Dort, wo die grüne Wiese
dem stillen Walde weicht,
der Baum im Sommerkleide
sein Haupt im Wind verneigt;
weiß ich ein Plätzchen stille,
kein Lärmen und kein Streit,
in dieser Waldidylle
wird mir das Herze weit!
Im Geist ist mir`s erschienen,
aus festem Stein gebaut,
Gott loben und zu dienen,
nur ihm hat man vertraut.
Wo fromme Bergleut litten
einst unter schwerem Joch,
konnt man um Segen bitten,
am End blieb Hoffnung doch!
Im Glanz der Abendsonne
erscheint mir`s fassungslos,
voll Erfurcht und voll Wonne
das Tal beim Kiliansfloß;
und dicht beim Waldessaume,
ein Strahlen silberhell,
beim alten Eichenbaume
die Heilig-Kreuz-Kapell!
Und immer seh ich`s funkeln
im abendlichen Schein,
wenn auch die Augen dunkeln,
bleibt mir ein Traum aus Stein.
Wenn auch die Mauern fielen,
bleibt doch das Fundament
der Heilig-Kreuz-Kapelle,
auf ewig mir am End!
 

(von Johann Heim)

                                     

 

             

 

Eine Besonderheit im Odenwald ist die „Heilig-Kreuz-Kapelle“  in Michelstadt mit dem nahegelegenen „Kilianfloß“.

Begibt sich  der Wanderer auf die Wanderung von Michelstadt in Richtung Habermannskreuz, so führt dieser Weg zunächst durch den Michelstädter Stadtwald und vorbei an der langestreckten Kapellenwiese. Am Rande der Kapellenwiese finden sich, versteckt zwischen Bäumen, die Grundmauern der „Heilig-Kreuz-Kapelle“.

Der Name „Heilig-Kreuz-Kapelle“ wird mit dem Bergbau im frühen Mittelalter in Zusammenhang gebracht. Eine Legende besagte, dass die Mutter des römischen Kaisers Konstantin, Helena, das „Kreuz Christi“ im Erdreich gelegen, auffand.
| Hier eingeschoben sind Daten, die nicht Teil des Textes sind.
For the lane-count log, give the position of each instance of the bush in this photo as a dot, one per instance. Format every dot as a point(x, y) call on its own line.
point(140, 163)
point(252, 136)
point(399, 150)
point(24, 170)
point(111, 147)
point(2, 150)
Dass das Kreuz aus der Erde ausgegraben wurde, sehen die Bergleute im Zusammenhang mit ihrer Tätigkeit unter Tage. So wurden viele Gruben auf den Namen „Heilig-Kreuz“ getauft. Die einfahrenden Bergleute hielten vor ihrer Grubeneinfahrt ein Gebetsgottesdienst in einer nahe der Grube gelegenen Kapelle ab. Nahe der Kapellenwiese wurden Abraumhalten festgestellt, die auf eine bergmännische Tätigkeit im frühen Mittelalter schließen lassen, so dass eine Kapelle an dem beschriebenen Ort ihre Berechtigung hat.

 

   

 

Am Rande der Kapellenwiese plätschert leise ein kleiner Bach talwärts, bis er ca. 500 Meter weiter in einem Erdtrichter (Doline) versickert. Dieser Bachlauf, Kiliansfloß genannt, findet seinen Namensgeber in Kilian, dem Bischof von Würzburg. Dieser, ein iroschottischer Mönch, geboren um 640 in Irland und den Märtyrertod findend im Jahr 689, wird auch als Apostel der Franken bezeichnet. Er christianisierte erfolgreich die Menschen im Odenwald. Der Legende nach taufte der „Heilige Kilian“ die ersten Odenwälder Christen an der Quelle des Kilianfloßes und soll dort eine erste „Taufkapelle“ aus Holz errichtet haben. Der Nachweis für diese mündliche Überlieferung konnte bisher nicht erbracht werden. Die in einer Brunnenkammer gefasste Quelle wird heute noch als Kilianquelle bezeichnet.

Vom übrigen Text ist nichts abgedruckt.